# Can we exchange the permutation of a sponge construction?

Part of a sponge construction (like SHA3 uses) is a fixed permutation $p$; which is clearly not one-way.

Could we, theoretically, exchange the permutation $p$ with any other permutation? What basic characteristics should such a permutation have – or would, for example, a simple LFSR already represent a valid replacement, assuming it spans the whole bit-range ($r+c$)?

Replay

Disclaimer: I'm not a cryptographer.

The security of the sponge construction rely on two parts:

• the size of the capacity.
• and the strength of the permutation used in the construction.

This permutation is expected to have at least the following requirement:

• provide a strong diffusion (in Keccak this is provided by $\rho$ and $\pi$).
• provide confusion ($\theta$ and $\chi$).

In the case of Keccak, $\theta$ is an operation mainly columns oriented.

Which is why $\pi$ will ensure that every bits of a column is evenly spread in the slice. This prevent the creation of patterns.

$\chi$ is the main ingredient in Keccak-$f$. It is the only part that is not linear. Without it Keccak would be super weak to cryptanalysis.

propagation of a difference through $\chi$

Lastly, Keccak-$f$ provides a weak alignment (resistance to truncated differential cryptanalysis). The idea is to make sure that the differences are not constrained by a subdivision of the state (byte for AES or a group of 5 bits in the case of Keccak). However, due to the weak alignment of Keccak-f, finding the lower security bounds of the algorithm is harder.

If another permutation provide such characteristics (NORX permutation? I'll let Richie Frame answer that part. He loves NORX).
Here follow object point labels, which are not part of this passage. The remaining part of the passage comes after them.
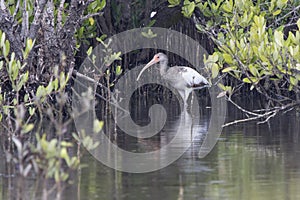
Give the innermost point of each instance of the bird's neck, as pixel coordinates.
(163, 67)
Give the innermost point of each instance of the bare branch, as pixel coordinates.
(37, 18)
(91, 15)
(59, 15)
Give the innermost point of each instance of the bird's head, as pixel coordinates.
(159, 57)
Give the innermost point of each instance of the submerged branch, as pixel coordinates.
(269, 113)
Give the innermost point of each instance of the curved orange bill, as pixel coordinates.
(149, 64)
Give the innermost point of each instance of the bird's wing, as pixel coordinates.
(191, 76)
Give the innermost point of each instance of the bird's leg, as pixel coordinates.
(186, 96)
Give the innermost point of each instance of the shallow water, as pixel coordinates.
(249, 161)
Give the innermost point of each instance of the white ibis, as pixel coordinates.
(184, 79)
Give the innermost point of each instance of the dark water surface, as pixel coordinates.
(249, 162)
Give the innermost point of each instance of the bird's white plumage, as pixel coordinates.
(184, 79)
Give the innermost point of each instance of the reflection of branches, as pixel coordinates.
(265, 114)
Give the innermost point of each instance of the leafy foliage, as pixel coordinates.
(258, 44)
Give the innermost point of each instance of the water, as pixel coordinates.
(250, 161)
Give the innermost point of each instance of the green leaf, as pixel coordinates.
(228, 59)
(298, 23)
(92, 21)
(101, 5)
(293, 80)
(6, 48)
(214, 70)
(173, 3)
(89, 51)
(26, 128)
(278, 37)
(228, 6)
(277, 12)
(188, 9)
(118, 70)
(98, 126)
(253, 70)
(31, 111)
(1, 64)
(250, 80)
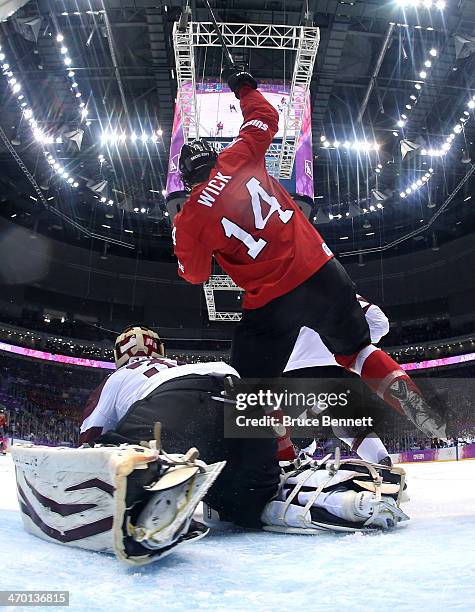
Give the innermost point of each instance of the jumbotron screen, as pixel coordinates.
(220, 119)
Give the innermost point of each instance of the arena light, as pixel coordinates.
(417, 184)
(114, 137)
(25, 107)
(74, 85)
(422, 74)
(361, 146)
(429, 5)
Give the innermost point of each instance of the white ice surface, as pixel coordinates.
(428, 565)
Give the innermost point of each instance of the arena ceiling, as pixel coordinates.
(373, 56)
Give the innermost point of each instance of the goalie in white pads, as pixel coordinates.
(348, 495)
(132, 501)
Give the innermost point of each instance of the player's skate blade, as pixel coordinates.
(417, 410)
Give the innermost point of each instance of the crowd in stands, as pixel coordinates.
(44, 402)
(78, 338)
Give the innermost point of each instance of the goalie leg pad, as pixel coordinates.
(352, 495)
(91, 497)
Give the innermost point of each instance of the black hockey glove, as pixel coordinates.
(236, 78)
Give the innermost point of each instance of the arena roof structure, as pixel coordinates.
(392, 98)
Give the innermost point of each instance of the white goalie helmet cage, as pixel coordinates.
(137, 341)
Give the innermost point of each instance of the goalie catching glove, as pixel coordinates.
(348, 495)
(132, 501)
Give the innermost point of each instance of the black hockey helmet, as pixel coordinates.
(196, 160)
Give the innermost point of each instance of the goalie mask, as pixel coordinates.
(196, 161)
(137, 341)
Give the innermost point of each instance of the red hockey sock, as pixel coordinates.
(378, 370)
(285, 448)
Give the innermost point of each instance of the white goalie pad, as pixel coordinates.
(97, 498)
(350, 495)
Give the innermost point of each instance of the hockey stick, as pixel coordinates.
(228, 58)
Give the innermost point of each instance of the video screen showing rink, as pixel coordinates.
(428, 563)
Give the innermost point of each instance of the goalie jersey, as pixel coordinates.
(135, 381)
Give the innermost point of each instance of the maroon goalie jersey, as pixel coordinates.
(246, 220)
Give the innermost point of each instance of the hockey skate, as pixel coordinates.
(346, 496)
(417, 410)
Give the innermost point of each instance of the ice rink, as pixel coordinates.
(427, 565)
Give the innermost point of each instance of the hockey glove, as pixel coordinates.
(236, 78)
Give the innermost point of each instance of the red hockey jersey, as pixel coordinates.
(246, 219)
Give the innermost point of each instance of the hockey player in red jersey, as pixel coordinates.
(3, 432)
(242, 217)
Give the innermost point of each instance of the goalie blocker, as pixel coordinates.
(129, 500)
(349, 495)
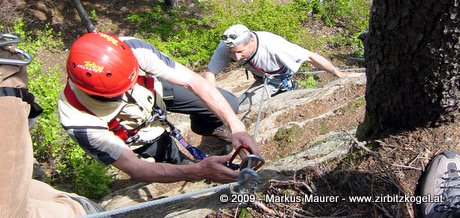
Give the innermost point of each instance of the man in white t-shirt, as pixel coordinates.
(264, 53)
(108, 108)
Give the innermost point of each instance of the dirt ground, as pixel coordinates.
(394, 166)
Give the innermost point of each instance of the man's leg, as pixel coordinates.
(15, 157)
(20, 197)
(203, 121)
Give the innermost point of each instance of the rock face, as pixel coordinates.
(323, 148)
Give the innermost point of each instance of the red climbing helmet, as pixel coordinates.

Then I guess it would be another decent choice.

I haven't studied LFSR.

TL;DR: The candidate permutation must provide strong diffusion, confusion and if possible a weak alignment.
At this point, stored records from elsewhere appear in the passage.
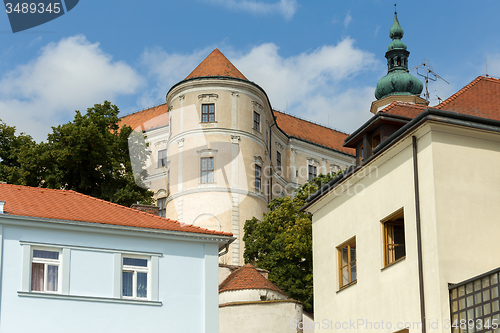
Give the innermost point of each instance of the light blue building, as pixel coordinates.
(73, 263)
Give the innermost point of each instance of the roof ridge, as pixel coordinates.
(135, 211)
(144, 109)
(310, 121)
(464, 89)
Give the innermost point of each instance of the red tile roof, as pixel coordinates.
(480, 98)
(247, 277)
(216, 64)
(403, 109)
(312, 132)
(147, 119)
(74, 206)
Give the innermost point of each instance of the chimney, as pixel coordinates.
(155, 210)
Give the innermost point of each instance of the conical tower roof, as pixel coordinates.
(216, 65)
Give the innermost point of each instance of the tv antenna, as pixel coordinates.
(428, 74)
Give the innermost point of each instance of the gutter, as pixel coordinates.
(419, 236)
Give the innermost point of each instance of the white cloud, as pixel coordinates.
(69, 75)
(286, 8)
(347, 20)
(315, 85)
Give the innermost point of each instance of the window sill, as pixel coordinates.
(393, 263)
(203, 185)
(347, 286)
(88, 298)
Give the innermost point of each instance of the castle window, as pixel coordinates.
(256, 121)
(207, 170)
(258, 177)
(207, 113)
(347, 263)
(394, 238)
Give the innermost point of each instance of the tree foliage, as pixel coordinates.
(282, 243)
(88, 155)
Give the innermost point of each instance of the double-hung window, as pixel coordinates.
(207, 113)
(45, 270)
(312, 172)
(258, 177)
(394, 238)
(207, 170)
(256, 121)
(135, 273)
(347, 263)
(162, 158)
(162, 202)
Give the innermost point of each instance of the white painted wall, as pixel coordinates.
(187, 273)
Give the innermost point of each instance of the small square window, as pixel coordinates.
(135, 277)
(207, 170)
(394, 238)
(162, 202)
(312, 172)
(256, 121)
(347, 263)
(258, 177)
(45, 270)
(162, 158)
(207, 113)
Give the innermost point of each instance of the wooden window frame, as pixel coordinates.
(312, 175)
(395, 219)
(379, 134)
(162, 158)
(350, 263)
(258, 178)
(208, 113)
(207, 172)
(134, 270)
(256, 121)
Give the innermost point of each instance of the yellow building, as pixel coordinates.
(220, 153)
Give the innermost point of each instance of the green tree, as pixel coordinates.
(10, 148)
(88, 155)
(282, 243)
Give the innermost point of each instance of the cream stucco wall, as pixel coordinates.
(459, 211)
(236, 147)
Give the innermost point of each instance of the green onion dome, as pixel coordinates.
(397, 81)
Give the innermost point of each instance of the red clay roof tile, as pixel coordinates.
(216, 64)
(315, 133)
(247, 277)
(74, 206)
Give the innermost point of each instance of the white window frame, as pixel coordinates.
(135, 270)
(46, 262)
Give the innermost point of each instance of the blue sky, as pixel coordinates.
(318, 59)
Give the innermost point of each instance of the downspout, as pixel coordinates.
(270, 196)
(419, 236)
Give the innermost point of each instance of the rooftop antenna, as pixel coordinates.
(428, 74)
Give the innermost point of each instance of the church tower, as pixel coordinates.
(398, 84)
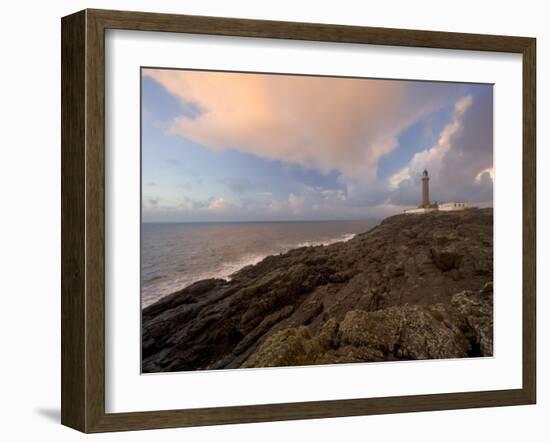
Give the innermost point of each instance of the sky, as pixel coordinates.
(225, 146)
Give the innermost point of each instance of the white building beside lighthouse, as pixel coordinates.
(426, 206)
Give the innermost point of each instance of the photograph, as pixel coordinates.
(296, 220)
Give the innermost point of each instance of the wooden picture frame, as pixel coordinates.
(83, 220)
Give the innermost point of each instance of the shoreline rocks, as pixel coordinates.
(413, 287)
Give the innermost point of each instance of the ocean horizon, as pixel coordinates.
(177, 254)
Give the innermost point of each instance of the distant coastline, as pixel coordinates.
(412, 287)
(161, 282)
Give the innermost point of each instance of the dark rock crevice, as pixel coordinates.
(413, 287)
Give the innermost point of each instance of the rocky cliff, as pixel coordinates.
(413, 287)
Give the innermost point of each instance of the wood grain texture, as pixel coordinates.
(73, 129)
(83, 220)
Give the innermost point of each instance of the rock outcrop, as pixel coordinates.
(413, 287)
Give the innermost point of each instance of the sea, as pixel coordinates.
(175, 255)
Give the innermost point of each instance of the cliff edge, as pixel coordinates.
(413, 287)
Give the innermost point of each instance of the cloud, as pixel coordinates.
(217, 204)
(241, 185)
(316, 122)
(460, 163)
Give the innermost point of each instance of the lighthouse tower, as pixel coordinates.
(425, 190)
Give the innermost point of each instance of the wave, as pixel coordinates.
(226, 269)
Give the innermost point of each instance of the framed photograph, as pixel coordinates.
(269, 220)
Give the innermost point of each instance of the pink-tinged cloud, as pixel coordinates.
(319, 122)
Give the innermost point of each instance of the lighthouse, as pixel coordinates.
(425, 190)
(426, 207)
The permutation should be as close to a random permutation as possible. This is essentially a block-cipher with a fixed key.

A random permutation with given width $b$ is a permutation drawn randomly and uniformly from the set of all $2^b!$ $b$-bit permutations.

Unfortunately realizing random permutations suffers from similar problems as realizing random oracles, with the most important limitation being that all practical permutations have a short, efficiently computable description, which a random permutation does not.

The Keccak paper says:

The Keccak-f permutations should have no propagation properties significantly different from that of a random permutation

The design philosophy underlying Keccak is the hermetic sponge strategy. This consists of using the sponge construction for having provable security against all generic attacks and calling a permutation (or transformation) that should not have structural properties with the exception of a compact description

The authors of Keccak have a website about the sponge construction which says:

In fact, these results show that any attack against a sponge function implies that the permutation it uses can be distinguished from a typical randomly-chosen permutation. This naturally leads to the following design strategy, which we called the hermetic sponge strategy: adopting the sponge construction and building an underlying permutation f that should not have any properties exploitable in attacks. We have called such properties structural distinguishers.

First, as an iterated permutation can be seen a block cipher with a fixed and known key, it should be impossible to construct for the full-round versions distinguishers like the known-key distinguishers for reduced-round versions of DES and AES given in [39]. This includes differentials with high differential probability (DP), high input-output correlations, distinguishers based on integral cryptanalysis or deviations in algebraic expressions of the output in terms of the input. We call this kind of distinguishers structural, to set them apart from trivial distinguishers that are of no use in attacks such as checking that $f(a)=b$ for some known input-output couple $(a,b)$ or the observation that f has a compact description.